Last October, Daines pressed now-Census Bureau director Steven Dillingham on the citizenship question, telling Dillingham, “Montana should have more of a say in Washington, D.C., than illegal immigrants harboring in sanctuary cities across the country." Dillingham demurred.
"It makes no sense why a state like California that harbors millions of illegal immigrants is rewarded with additional representation in Congress and taxpayer resources at the expense of more rural states like Montana," Daines told Fox News at the time. "That is rewarding illegal behavior."
Daines added, "It is common sense for a sovereign nation to know how many citizens and noncitizens are in the country."
TRUMP: CENSUS 'MEANINGLESS' WITHOUT CITIZENSHIP QUESTION
The Trump administration has argued that it has wide discretion in designing the questionnaire and that the citizenship question is clearly constitutional because it has been asked before — most recently, 1950 — and continues to be used on smaller, annual population surveys.
"It is common sense for a sovereign nation to know how many citizens and noncitizens are in the country."
Progressives, however, warn that a citizenship question would improperly discourage many illegal immigrants from answering their census forms. That result, in turn, would likely cost Democrats a slew of congressional seats, which are apportioned based on census results that include all people in a district -- whether or not they are citizens. (Some legal scholars, including Chapman University law professor John Eastman, have argued that the Constitution does not require counting non-citizens.)
In immigrant communities often wary of government, a question about citizenship status will make people "less likely to fill out the census form or even answer the door when someone comes knocking," said Esperanza Guevara, who works for the Coalition for Humane Immigrant Rights of Los Angeles.
"Their first thought is, 'Is this information going to be used against me?'" Guevara added.
However, Census Bureau chief Ron Jarmin said the agency is legally barred from sharing its information with law enforcement agencies: "We are committed to ensuring that the data we collect are always protected."
California Attorney General Xavier Becerra, in a statement earlier this year, said the issue was critical in his state. California, heavily liberal, is estimated to have far more illegal immigrants than any other state. California is also the home to more Hispanics than any other state.
“California simply has too much to lose to allow the Trump administration to botch this important decennial obligation," Becerra said. "What the Trump Administration is requesting is not just alarming, it is an unconstitutional attempt to disrupt an accurate census count.”

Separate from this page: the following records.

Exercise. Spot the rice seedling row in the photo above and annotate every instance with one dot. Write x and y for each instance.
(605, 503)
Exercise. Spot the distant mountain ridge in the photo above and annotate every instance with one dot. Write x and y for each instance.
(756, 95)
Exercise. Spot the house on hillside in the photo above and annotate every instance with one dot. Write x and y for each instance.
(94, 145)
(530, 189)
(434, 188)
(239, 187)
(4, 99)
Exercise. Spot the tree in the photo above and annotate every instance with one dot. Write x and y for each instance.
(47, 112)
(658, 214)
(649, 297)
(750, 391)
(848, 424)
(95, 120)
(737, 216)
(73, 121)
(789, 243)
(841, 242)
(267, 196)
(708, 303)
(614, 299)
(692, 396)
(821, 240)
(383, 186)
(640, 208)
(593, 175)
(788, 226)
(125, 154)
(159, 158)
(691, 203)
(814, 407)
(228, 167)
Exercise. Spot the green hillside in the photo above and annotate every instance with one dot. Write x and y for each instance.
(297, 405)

The Public Policy Institute of California has said that failure to accurately tally immigrants and other hard-to-reach groups could lead to an undercount of 1.6 million people, or roughly 4 percent of the state's population. That would be enough to cost California one of its 53 House seats.
Nearly three in four Californians belong to groups the census has historically undercounted, including Hispanics, blacks, renters, immigrants, children and members of multiple families that share a single home. The state also has an above-average poverty rate, and the poor — especially the homeless — are difficult to count.

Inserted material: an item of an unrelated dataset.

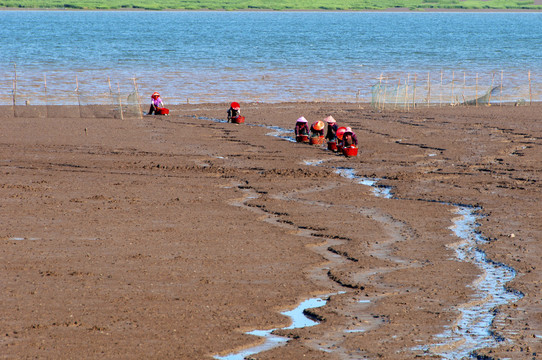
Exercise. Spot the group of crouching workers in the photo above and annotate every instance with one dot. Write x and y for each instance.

Given the approaching census, California has picked a bad time for its slowest growth rate in history. New estimates released Wednesday by state officials say California grew by 0.47 percent in 2018, the slowest rate on record dating back to 1900.

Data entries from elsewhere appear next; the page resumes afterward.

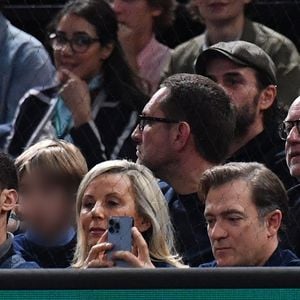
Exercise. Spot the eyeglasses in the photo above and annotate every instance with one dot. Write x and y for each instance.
(286, 127)
(144, 120)
(79, 43)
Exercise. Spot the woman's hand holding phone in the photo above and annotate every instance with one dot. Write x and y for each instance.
(138, 258)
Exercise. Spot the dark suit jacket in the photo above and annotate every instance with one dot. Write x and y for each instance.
(282, 51)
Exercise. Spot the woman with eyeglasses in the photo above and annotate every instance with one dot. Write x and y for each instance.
(97, 99)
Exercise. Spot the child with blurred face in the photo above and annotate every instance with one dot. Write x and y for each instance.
(50, 172)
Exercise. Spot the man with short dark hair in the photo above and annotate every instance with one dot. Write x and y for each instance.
(185, 129)
(248, 75)
(245, 209)
(8, 199)
(226, 21)
(139, 22)
(25, 64)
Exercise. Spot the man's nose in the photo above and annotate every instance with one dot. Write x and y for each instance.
(116, 6)
(136, 135)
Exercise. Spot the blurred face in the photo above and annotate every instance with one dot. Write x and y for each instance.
(241, 85)
(215, 11)
(135, 14)
(87, 64)
(154, 144)
(108, 195)
(47, 208)
(238, 237)
(292, 146)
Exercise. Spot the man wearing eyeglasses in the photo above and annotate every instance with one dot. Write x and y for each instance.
(185, 129)
(289, 131)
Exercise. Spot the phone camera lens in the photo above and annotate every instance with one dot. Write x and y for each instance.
(117, 226)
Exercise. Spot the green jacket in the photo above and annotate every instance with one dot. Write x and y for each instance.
(283, 52)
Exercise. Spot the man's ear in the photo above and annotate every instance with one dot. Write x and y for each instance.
(267, 97)
(106, 51)
(273, 220)
(8, 199)
(182, 135)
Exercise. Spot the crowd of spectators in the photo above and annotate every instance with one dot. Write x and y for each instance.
(199, 145)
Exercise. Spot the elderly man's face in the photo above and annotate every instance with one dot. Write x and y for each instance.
(238, 235)
(292, 146)
(154, 141)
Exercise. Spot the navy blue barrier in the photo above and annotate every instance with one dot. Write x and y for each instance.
(223, 283)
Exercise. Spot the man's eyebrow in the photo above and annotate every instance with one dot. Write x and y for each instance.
(232, 212)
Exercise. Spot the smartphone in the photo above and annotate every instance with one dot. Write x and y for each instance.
(119, 235)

California's population has been creeping toward 40 million people, viewed as a milestone for a state that began as a frontier outpost and now boasts the world's fifth largest economy. Texas at No. 2 is still shy of 30 million people. But state officials on Wednesday noted the latest estimates could temper expectations for robust growth as births decline, deaths rise and immigration slows.
The Associated Press contributed to this report.